Canadian novelist Joanne Goodman’s novel The Finishing School toggles between the present, where Kersti and her husband Jay are struggling to conceive and Kersti is also out of ideas for her next novel, and the past, where Kersti’s time at the Lycee International Suisse is unspooled.

Born to Estonian immigrants, Kersti is the youngest of four sisters. The honour of attending the Lycee had fallen to Kersti because “her sisters didn’t have the grades to earn the Legacy Scholarship,” but Kersti also suspected that “her parents are sending her away because they’re exhausted.”

Kersti’s new roommate is the beyond beautiful Cressida.
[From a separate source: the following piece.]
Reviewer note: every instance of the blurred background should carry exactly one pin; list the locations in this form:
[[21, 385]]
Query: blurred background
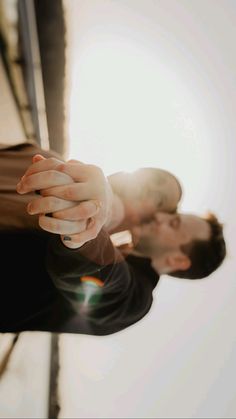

…she’s far from ordinary. She has a beautiful, unruly mane of hair, spiraling out in all directions. Her head is just slightly to big for her slender body, but she’s dazzling, with pale green eyes, exquisitely long lashes, and a prominent, arched brow […] all of it together a masterpiece of teenage magnificence.

Kersti spends the next few years of high school loving and loathing Cressida in equal measure. Cressida can be a lot, but she is also fiercely loyal and generous and her friendship affords Kersti a life she would never have had access to otherwise.

We learn early on that Cressida had fallen from the balcony of her dorm room, and Lille’s letter many years later dredges up all those old memories. When Jay suggests that there might be a new novel in this story, it is both a distraction from Kersti’s failed attempts to get pregnant (which is causing a lot of strife in her otherwise happy marriage) and also sends her down a rabbit hole in an attempt to figure out what really did happen almost 20 years ago.

The Finishing School is a real page turner and also a book about friendship, motherhood and loyalty. I could barely put it down.